DEFINITIONS Whenever used herein, the following terms shall
have their respective meanings set forth below:
(a)
“Change in Control” shall mean an Ownership Change
Event or a series of related Ownership Change Events
(collectively, a “Transaction”) wherein the
stockholders of the Company, immediately before a Transaction,
do not retain immediately after a Transaction, in
substantially the same proportions as their ownership of
shares of the Company's voting stock immediately before a
Transaction, direct or indirect beneficial ownership of more
than fifty percent (50%) of the total combined voting power of
the outstanding voting securities of the Company or, in the
case of a Transaction involving the sale, exchange or transfer
of all or substantially all of the Company's assets, the
corporation or other business entity to which the assets of
the Company were transferred (the “Transferee”),
as the case may be. For purposes of the preceding sentence,
indirect beneficial ownership shall include, without
limitation, an interest resulting from ownership of the voting
securities of one or more corporations or other business
entities which own the Company or the Transferee, as the case
may be, either directly or through one or more subsidiary
corporations or other business
entities. The Board of Directors of the Company (the
“Board”) shall have the right to determine whether
multiple sales or exchanges of the voting securities of the
Company or multiple Ownership Change Events are related, and
its determination shall be final, binding and
conclusive.
(b)
“Code” means the Internal Revenue Code of 1986, as
amended, and any applicable regulations promulgated
thereunder.
(c)
An “Ownership Change Event” shall be deemed to
have occurred if any of the following occurs with respect to
the Company: (i) the direct or indirect sale or exchange
in a single or series of related transactions by the
stockholders of the Company of more than fifty percent (50%)

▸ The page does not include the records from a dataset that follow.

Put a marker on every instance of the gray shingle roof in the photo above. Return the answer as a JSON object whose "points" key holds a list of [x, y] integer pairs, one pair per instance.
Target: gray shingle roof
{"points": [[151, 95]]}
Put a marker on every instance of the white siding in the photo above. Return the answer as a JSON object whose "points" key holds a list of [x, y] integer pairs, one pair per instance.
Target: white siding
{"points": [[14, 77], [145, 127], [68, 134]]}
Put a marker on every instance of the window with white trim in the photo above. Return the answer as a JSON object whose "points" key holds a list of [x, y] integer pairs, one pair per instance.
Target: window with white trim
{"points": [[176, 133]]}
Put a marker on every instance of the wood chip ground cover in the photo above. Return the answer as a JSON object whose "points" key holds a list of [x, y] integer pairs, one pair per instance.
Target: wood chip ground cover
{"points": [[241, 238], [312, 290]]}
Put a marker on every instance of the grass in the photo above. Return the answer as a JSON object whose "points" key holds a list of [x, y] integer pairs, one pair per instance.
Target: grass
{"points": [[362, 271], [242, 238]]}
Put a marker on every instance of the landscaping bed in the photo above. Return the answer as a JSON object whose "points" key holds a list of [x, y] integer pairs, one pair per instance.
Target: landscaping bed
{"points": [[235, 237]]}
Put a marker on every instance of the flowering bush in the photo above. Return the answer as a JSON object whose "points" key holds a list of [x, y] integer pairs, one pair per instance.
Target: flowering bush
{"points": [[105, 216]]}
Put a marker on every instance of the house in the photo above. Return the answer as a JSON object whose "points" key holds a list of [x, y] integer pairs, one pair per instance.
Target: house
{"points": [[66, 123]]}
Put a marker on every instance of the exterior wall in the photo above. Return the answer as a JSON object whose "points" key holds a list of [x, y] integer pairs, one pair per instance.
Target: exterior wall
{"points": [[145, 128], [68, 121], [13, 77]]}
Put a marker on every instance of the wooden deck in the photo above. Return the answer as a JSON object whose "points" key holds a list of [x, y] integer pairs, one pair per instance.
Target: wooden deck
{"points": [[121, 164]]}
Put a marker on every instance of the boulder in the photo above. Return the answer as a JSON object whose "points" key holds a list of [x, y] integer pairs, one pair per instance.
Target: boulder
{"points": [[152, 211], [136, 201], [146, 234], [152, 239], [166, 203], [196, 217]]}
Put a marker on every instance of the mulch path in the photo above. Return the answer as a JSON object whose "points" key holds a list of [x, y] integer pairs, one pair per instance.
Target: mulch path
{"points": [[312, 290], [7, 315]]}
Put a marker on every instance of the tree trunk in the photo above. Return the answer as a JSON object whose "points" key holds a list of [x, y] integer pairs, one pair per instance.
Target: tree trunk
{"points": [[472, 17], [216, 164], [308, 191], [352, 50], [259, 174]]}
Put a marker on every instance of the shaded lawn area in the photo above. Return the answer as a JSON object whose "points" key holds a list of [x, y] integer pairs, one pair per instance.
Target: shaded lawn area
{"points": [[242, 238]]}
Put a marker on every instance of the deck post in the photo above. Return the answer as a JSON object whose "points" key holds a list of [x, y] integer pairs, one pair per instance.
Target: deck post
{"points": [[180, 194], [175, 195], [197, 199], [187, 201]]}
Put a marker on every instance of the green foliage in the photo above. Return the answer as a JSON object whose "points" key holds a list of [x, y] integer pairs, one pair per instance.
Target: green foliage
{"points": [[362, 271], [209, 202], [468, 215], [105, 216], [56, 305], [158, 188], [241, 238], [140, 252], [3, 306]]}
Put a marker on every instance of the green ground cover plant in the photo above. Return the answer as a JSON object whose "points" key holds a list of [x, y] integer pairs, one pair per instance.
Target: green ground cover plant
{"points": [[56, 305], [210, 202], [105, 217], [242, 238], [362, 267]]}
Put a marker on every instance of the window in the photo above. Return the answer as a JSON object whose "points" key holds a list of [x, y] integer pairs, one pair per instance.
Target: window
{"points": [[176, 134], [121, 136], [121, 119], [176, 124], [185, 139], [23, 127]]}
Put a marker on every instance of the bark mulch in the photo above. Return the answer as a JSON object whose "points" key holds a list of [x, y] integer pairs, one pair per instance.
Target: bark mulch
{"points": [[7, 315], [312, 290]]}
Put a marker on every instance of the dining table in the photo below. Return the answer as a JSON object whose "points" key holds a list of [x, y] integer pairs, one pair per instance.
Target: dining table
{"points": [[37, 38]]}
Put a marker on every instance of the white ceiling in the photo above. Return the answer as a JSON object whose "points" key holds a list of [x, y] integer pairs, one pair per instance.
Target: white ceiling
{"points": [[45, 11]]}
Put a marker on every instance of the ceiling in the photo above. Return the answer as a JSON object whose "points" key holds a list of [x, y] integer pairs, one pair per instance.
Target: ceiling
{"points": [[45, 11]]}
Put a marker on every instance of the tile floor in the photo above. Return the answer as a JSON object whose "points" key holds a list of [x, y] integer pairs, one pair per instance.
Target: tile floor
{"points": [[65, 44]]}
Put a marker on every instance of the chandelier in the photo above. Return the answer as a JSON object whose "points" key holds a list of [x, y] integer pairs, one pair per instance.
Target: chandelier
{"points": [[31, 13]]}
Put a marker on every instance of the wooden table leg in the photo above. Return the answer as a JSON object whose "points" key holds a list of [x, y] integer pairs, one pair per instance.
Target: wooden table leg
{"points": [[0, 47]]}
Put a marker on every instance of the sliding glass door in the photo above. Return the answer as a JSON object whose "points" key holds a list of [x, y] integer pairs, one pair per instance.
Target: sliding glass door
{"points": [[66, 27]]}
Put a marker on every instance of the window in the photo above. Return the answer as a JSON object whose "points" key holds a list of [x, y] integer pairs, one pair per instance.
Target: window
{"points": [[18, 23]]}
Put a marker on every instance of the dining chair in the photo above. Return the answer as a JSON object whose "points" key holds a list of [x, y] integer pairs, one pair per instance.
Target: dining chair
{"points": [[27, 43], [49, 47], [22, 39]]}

of the voting stock of the Company; (ii) a merger or
consolidation in which the Company is a party; (iii) the
sale, exchange, or transfer of all or substantially all of the
assets of the Company; or (iv) a liquidation or
dissolution of the Company.
(d)
“Parent Corporation” means any present or future
“parent corporation” of the Company, as defined in
Section 424(e) of the Code.
(e)
“Participating Company” means the Company or any
Parent Corporation or Subsidiary Corporation.
(f)
“Service” means the Optionee’s employment or
service with the Company, whether in the capacity of an
employee, a director or a consultant. The Optionee’s
Service shall not be deemed to have terminated merely because
of a change in the capacity in which the Optionee renders
Service to the Company or a change in the Participating
Company for which the Optionee renders such Service, provided
that there is no interruption or termination of the
Optionee’s Service. Furthermore, the Optionee’s
Service with the Company shall not be deemed to have
terminated if the Optionee takes any military leave, sick
leave, or other bona fide leave of absence approved by the
Company; provided, however, that if any such leave exceeds
ninety (90) days, on the ninety-first (91st) day of such
leave the Optionee’s Service shall be deemed to have
terminated unless the Optionee’s right to return to
Service with the Company is guaranteed by statute or contract.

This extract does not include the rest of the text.